Ce que les clients ont vu
Le cours de l’action Black Diamond a bénéficié à la fois d’une solide exécution stratégique et d’un intérêt croissant des investisseurs pour les infrastructures, l’exploitation minière, l’énergie et d’autres projets canadiens de « développement national ». De l’extérieur, on pourrait résumer la situation en disant que cette action a enfin trouvé le bon thème macroéconomique. Une entreprise spécialisée dans les camps de travailleurs et les bâtiments modulaires semblait tout naturellement en bonne position alors que les investisseurs cherchaient des moyens de miser sur l’intensification du rythme des projets au Canada.
Ollie’s, de son côté, a offert une expérience tout à fait opposée. Le titre a subi des pressions alors que les ventes à magasins comparables, un indicateur qui mesure les ventes des magasins ouverts depuis au moins un an, ont ralenti. La confiance des consommateurs, elle, s’est affaiblie, et les investisseurs se sont demandé si la période de croissance la plus forte de l’entreprise n’était pas déjà derrière elle. Une récente révision à la baisse par une société de courtage a ravivé ce débat, en mettant l’accent sur la faiblesse des ventes à court terme, l’intensification des promotions et la crainte que l’expérience en magasin ne soit plus autant de type « chasse au trésor » et dépende davantage du prix.
Ces deux explications étaient raisonnables. Aucune n’était suffisante.
Black Diamond : quand la mémoire institutionnelle devient un atout
La relation entre Pembroke et Black Diamond a commencé bien avant la récente évolution du cours de l’action.

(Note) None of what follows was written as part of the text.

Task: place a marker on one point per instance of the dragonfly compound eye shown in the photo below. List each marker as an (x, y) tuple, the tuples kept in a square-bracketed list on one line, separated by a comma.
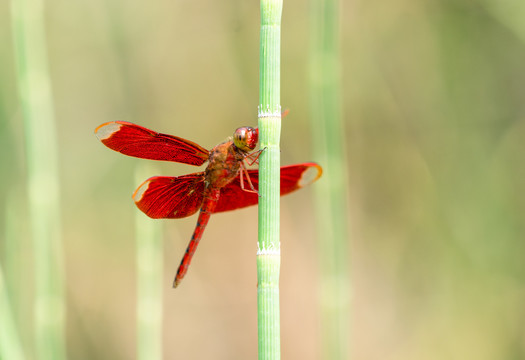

Nous détenions cette société il y a déjà plusieurs années, à une période très différente de son histoire, et nous avons continué à la suivre après notre sortie. Ce point est important, car Black Diamond n’est plus la même entreprise qu’au cours du précédent cycle des matières premières.
Historiquement, la société était fortement exposée au secteur de l’hébergement des travailleurs liés aux sables bitumineux. Lorsque ce cycle s’est inversé, l’entreprise a traversé une période très difficile. La demande a chuté plus rapidement que prévu, l’endettement est devenu un frein, et l’entreprise a passé des années à traverser une transition douloureuse. Pendant longtemps, il était difficile de l’évaluer en tant qu’investissement.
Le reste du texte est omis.